Ahora entramos en un juego de dos capítulos, donde Pablo les va a exhortar por su falta de capacidad para juzgar y tomar buenas decisiones.

  • En el capítulo 5 se habla de cómo limpiarse de la vieja levadura.
  • En el capítulo 6 se habla de cómo no dejarse dominar por las cosas del mundo.

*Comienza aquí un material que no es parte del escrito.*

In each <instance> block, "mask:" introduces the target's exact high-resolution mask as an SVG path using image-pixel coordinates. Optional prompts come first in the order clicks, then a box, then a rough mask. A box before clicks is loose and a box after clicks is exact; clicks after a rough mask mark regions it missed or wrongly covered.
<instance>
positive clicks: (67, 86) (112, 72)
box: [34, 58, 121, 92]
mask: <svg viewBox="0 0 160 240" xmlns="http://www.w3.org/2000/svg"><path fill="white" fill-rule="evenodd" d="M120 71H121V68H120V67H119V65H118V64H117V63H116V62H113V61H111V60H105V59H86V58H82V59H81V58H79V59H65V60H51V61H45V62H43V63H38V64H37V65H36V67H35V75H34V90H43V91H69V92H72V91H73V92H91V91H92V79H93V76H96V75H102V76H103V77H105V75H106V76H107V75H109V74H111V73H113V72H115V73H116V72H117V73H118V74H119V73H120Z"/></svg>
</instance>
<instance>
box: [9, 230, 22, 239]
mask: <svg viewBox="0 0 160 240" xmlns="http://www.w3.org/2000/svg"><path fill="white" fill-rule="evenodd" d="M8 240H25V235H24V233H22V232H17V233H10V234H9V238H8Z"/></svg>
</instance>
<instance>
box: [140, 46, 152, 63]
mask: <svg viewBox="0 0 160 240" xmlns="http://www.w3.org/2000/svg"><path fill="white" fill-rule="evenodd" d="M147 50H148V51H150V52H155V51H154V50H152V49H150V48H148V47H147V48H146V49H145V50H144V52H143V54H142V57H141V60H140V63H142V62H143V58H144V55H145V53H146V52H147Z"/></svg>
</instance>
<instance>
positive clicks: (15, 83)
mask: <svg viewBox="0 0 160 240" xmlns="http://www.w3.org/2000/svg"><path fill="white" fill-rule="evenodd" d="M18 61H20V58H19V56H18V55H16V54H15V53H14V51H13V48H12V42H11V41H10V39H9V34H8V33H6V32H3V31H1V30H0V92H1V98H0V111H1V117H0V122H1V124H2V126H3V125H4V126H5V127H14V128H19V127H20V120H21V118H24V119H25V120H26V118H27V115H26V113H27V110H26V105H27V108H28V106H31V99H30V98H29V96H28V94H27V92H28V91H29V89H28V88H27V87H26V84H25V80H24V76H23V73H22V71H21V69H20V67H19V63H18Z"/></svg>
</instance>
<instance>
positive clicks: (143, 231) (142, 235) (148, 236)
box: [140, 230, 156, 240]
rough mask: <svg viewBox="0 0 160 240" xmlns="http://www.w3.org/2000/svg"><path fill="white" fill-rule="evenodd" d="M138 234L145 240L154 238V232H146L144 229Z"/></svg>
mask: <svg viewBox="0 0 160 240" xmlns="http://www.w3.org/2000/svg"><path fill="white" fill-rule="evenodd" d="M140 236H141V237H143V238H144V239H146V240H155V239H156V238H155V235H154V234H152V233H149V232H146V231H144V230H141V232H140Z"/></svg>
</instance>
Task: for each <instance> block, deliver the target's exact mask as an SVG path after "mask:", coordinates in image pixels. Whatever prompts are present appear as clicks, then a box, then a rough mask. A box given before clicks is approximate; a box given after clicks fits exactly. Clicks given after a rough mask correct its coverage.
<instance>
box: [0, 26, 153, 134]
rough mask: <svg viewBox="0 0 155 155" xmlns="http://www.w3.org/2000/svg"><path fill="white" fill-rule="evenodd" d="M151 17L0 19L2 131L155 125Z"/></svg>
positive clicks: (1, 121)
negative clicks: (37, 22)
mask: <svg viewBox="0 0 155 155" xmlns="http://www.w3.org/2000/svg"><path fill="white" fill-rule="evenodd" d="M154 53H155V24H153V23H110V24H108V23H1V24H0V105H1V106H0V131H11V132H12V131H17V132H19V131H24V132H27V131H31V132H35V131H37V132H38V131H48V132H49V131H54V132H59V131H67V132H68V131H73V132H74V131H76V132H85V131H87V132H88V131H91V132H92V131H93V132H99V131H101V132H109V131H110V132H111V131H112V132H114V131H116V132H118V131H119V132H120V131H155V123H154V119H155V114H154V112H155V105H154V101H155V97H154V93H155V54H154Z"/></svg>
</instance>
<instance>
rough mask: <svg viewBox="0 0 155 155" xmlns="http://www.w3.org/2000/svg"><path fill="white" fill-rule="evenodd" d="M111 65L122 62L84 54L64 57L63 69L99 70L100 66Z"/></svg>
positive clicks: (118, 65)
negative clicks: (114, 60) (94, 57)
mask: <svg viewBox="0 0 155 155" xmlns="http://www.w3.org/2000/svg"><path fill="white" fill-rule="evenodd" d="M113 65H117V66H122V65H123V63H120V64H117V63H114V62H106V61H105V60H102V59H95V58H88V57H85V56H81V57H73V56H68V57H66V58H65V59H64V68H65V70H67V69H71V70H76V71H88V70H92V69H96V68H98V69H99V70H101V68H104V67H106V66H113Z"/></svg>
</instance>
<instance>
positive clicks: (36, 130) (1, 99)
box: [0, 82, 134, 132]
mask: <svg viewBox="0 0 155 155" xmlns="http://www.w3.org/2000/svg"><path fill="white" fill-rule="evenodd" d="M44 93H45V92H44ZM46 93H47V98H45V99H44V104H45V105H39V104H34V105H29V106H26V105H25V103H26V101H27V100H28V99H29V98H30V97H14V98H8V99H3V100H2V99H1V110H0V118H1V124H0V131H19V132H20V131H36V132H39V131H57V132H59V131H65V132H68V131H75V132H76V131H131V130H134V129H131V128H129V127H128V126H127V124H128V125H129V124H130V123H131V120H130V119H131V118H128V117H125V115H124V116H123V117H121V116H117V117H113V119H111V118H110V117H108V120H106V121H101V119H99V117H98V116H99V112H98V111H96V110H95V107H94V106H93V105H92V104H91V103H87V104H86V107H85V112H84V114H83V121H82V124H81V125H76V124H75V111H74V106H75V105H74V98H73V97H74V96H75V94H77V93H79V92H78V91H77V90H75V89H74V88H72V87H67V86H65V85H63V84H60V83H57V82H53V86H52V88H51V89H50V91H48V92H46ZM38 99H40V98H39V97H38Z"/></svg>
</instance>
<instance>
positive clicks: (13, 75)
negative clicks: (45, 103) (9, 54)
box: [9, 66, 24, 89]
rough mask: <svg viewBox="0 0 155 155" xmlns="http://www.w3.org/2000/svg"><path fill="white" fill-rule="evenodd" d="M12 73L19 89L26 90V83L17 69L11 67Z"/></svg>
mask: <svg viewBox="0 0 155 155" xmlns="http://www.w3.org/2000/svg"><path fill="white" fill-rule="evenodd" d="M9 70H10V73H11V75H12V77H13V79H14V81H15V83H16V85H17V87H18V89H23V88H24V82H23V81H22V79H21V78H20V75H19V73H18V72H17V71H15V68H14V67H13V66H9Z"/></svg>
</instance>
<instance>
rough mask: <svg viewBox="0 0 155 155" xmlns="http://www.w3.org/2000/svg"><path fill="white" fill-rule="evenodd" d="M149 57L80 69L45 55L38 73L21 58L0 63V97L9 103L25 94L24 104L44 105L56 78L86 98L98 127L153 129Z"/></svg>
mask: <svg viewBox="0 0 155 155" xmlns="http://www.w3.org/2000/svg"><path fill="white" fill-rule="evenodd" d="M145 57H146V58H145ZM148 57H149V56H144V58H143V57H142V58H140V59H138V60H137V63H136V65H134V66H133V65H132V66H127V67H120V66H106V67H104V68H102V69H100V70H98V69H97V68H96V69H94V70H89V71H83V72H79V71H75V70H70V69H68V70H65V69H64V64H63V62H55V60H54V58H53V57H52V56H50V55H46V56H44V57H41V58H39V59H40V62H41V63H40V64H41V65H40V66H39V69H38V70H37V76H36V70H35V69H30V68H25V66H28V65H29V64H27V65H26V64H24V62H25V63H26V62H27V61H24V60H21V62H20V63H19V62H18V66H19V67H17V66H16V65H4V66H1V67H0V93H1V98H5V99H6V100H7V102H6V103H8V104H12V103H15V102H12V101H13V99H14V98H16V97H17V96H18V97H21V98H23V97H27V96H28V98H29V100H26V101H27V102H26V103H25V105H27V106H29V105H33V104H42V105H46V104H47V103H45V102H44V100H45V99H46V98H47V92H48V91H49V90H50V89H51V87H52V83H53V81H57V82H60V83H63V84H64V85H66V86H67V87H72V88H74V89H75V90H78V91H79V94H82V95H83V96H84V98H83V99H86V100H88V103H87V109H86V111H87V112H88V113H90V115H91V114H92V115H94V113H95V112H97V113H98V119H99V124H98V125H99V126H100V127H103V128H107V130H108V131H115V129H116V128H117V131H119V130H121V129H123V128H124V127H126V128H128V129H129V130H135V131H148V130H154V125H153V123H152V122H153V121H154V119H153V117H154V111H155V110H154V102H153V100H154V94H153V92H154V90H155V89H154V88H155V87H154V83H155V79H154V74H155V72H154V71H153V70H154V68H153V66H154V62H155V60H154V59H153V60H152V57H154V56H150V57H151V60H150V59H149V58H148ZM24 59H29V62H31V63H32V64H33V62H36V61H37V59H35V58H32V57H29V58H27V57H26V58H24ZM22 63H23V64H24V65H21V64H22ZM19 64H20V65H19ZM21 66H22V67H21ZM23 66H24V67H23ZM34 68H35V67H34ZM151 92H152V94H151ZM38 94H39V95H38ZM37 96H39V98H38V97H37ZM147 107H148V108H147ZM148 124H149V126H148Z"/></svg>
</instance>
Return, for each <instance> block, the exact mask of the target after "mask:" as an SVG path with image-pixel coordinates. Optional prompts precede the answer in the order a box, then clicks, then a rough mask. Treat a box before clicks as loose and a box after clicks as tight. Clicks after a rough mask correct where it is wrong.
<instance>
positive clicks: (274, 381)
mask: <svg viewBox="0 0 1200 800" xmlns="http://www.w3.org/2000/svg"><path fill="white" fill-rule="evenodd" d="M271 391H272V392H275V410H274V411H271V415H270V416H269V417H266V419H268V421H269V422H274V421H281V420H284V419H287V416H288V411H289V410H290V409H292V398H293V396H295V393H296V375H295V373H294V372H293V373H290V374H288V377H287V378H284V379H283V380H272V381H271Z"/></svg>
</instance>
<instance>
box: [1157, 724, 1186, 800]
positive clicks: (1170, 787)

Durante el capítulo 5 vemos cómo juzgar los casos de pecado dentro de la iglesia, sometiendo este juicio al poder de nuestro Señor Jesucristo, para guardar la santidad en la congregación. Luego en el capítulo 6 vemos cómo juzgar asuntos pequeños entre hermanos, y también cómo juzgar entre las cosas que contaminan, para guardar la santidad en la vida personal de cada uno.

En toda esta sección vemos este asunto de cuidarse de las cosas que contaminan, tanto en la congregación como a nivel individual. Ya hemos sido lavados, somos masa sin levadura “porque nuestra pascua, que es Cristo, ya fue sacrificada por nosotros” (1Cor. 5.7), así que no hay que descuidarnos y dejarnos contaminar.

Utilizando un caso específico de inmoralidad que se conoce en la iglesia, Pablo nos va a mostrar cómo tratar con este tipo de situación, en donde alguien que se hace llamar miembro de la congregación se encuentra metido en un pecado y no muestra indicios de arrepentimiento.